Transparansi Dana BOS 2022–2025 di SMA Negeri 1 Onohazumba Dipertanyakan

Nias Selatan — Pengelolaan dana Bantuan Operasional Sekolah (BOS) di SMA Negeri 1 Onohazumba kembali menjadi sorotan. Sejumlah pihak mempertanyakan transparansi penggunaan anggaran sejak 2022 hingga 2025 yang dinilai belum dijelaskan secara terbuka.

Di tengah masyarakat beredar informasi mengenai dugaan ketidaksesuaian dalam pengelolaan dana BOS. Kepala sekolah berinisial SN turut disebut dalam isu tersebut. Namun, hingga kini belum ada keterangan resmi maupun dokumen yang dipublikasikan untuk mengonfirmasi kebenaran dugaan tersebut.

Minimnya keterbukaan informasi memunculkan kekhawatiran publik terkait akuntabilitas pengelolaan anggaran pendidikan. Dana BOS merupakan program pemerintah untuk mendukung operasional sekolah dan peningkatan kualitas pembelajaran, termasuk kebutuhan rehabilitasi sekolah dan perpustakaan.

Jika benar terjadi penyimpangan, praktik tersebut berpotensi melanggar ketentuan hukum, termasuk Undang-Undang Nomor 20 Tahun 2003 tentang Sistem Pendidikan Nasional serta regulasi terkait pengelolaan keuangan negara. Dugaan penyalahgunaan anggaran juga dapat mengarah pada pelanggaran Undang-Undang Nomor 31 Tahun 1999 junto Undang-Undang Nomor 20 Tahun 2001 tentang Pemberantasan Tindak Pidana Korupsi.

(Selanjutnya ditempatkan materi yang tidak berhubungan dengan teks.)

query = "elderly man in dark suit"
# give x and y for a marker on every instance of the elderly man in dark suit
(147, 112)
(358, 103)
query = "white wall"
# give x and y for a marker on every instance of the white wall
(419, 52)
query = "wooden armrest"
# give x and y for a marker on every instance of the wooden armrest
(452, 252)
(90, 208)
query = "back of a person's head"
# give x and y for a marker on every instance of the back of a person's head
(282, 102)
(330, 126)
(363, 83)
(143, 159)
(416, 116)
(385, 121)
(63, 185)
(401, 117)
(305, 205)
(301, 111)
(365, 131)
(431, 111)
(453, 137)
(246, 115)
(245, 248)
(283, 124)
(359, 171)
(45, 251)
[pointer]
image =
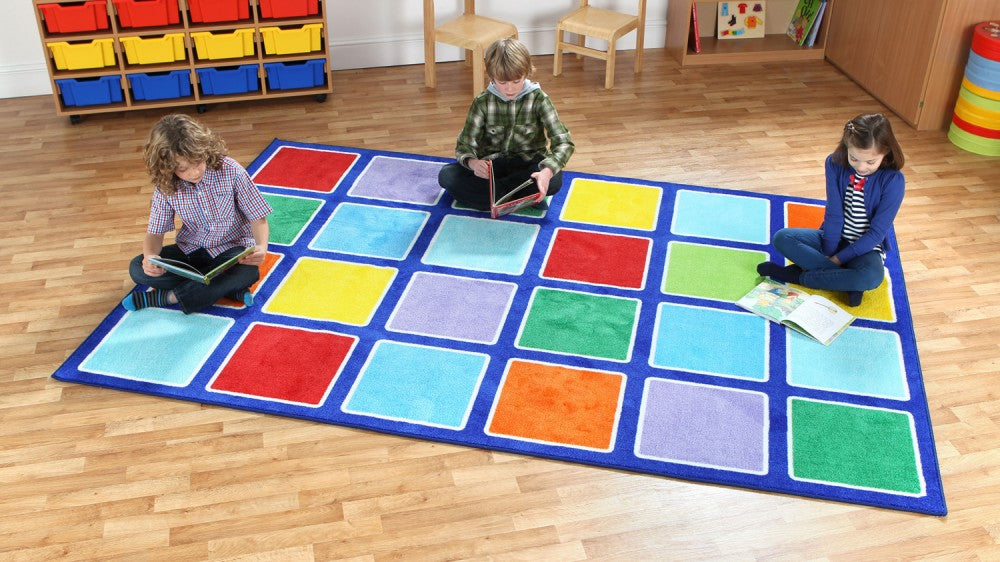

Upaya konfirmasi disebut telah dilakukan kepada pihak sekolah, termasuk kepada kepala sekolah berinisial SN melalui pesan WhatsApp. Disebutkan pula bahwa tim dari salah satu media mendatangi sekolah pada Selasa, 21 April 2026, sekitar pukul 13.08 WIB untuk menanyakan keberadaan kepala sekolah. Seorang oknum guru menyampaikan bahwa kepala sekolah telah pergi ke pekan karena hari itu merupakan hari pekan.

Hingga berita ini ditayangkan, belum ada tanggapan resmi dari pihak sekolah.

Sejumlah masyarakat berharap Dinas Pendidikan Provinsi Sumatera Utara, BPK RI, serta aparat penegak hukum segera turun tangan melakukan audit dan investigasi menyeluruh. Transparansi dinilai penting untuk menjaga kepercayaan publik terhadap institusi pendidikan.